Do you find your sound is slowing down and getting deeper and headier as you get older? How does maturing effect your style as a DJ and producer?
After I was passionately into the renaissance of classic, disco-ish and deep house around 4-6 years ago, I got bored of the formulas that were arising out of that. Since then, we are witnessing a moment where the majority of the people are not taking risks anymore, no matter if it's the artists or the audience, they are just chasing a few big names and brands and don’t look to the left and right anymore to discover new stuff that's under the radar.

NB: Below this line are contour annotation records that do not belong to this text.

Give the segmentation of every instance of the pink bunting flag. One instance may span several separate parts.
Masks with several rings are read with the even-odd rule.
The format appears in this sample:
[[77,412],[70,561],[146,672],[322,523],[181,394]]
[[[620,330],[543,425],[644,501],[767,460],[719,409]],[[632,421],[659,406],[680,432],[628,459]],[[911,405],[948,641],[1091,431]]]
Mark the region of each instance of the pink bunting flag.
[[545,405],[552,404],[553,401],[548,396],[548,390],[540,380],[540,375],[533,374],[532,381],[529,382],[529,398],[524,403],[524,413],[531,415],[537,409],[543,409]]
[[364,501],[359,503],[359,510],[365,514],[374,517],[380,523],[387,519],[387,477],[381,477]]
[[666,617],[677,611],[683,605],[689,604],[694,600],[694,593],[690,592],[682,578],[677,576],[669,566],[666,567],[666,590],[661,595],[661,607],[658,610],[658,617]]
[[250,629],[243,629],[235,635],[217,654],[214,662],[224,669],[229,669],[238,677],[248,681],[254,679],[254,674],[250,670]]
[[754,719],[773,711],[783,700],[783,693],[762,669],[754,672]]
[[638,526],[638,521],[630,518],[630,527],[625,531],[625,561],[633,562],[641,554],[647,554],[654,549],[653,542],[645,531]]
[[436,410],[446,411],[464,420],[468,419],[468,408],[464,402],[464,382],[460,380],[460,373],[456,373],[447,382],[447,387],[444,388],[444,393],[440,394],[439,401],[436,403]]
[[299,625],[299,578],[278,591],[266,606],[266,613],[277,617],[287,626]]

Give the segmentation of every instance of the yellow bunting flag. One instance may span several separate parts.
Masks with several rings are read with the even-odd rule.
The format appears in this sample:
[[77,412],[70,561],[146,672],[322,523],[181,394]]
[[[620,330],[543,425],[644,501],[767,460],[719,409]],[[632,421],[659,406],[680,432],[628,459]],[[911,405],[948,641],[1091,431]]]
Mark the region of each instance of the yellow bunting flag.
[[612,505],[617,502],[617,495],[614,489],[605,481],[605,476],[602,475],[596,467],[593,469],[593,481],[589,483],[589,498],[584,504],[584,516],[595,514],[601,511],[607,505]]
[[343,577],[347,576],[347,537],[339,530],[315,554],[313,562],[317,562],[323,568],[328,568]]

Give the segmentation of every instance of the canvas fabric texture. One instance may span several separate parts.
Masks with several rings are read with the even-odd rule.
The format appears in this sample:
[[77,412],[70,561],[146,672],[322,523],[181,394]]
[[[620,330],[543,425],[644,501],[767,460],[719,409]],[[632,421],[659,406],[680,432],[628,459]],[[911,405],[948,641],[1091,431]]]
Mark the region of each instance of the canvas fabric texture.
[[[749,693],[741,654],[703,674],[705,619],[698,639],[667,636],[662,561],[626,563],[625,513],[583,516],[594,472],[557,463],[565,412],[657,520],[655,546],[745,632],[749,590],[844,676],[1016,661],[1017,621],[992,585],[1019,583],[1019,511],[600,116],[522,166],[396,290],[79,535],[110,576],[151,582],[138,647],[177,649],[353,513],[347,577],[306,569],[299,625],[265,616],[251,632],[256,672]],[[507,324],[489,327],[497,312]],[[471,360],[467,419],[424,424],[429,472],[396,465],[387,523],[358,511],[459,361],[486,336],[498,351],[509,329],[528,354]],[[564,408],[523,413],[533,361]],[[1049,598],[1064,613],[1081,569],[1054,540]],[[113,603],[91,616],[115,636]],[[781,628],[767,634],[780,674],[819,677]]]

So, consciously detaching from these formulas I found my freedom and happiness in playing more track-ier and tool-ish sound again. For me, right now, it's mainly about the funkiness and sexiness of grooves and beats, which kind of connects me to certain periods in my past when it was the same. But as I have so many different roots you will always get very different sets from me and that's the moment where the matureness comes in, because it's less easy to totally depend your set on the conditions of the moment, how big the crowd is, the time of the day/night. If it’s outdoor or indoor etc. Than just stereotypically always playing the same style without really feeling the room and reacting on it. And sometimes you have to have the guts to completely reset a floor when you feel it needs something different than what the DJ before you was delivering. You accept the fact, that you might loose a big part of the crowd in the first moment, but only to rebuild it even better after than it was before.
What other projects are you working on this year, any news of a new album maybe?
I just wanna continue putting out strong EPs and remixes right now. I have three labels that I wanna focus on, Moon Harbour, Aus Music and last but not least, my old home Get Physical, which I will always stay connected to.
DJ T’s ‘Music Is Therapy’ Ep is out on February 26th via Moon Harbour.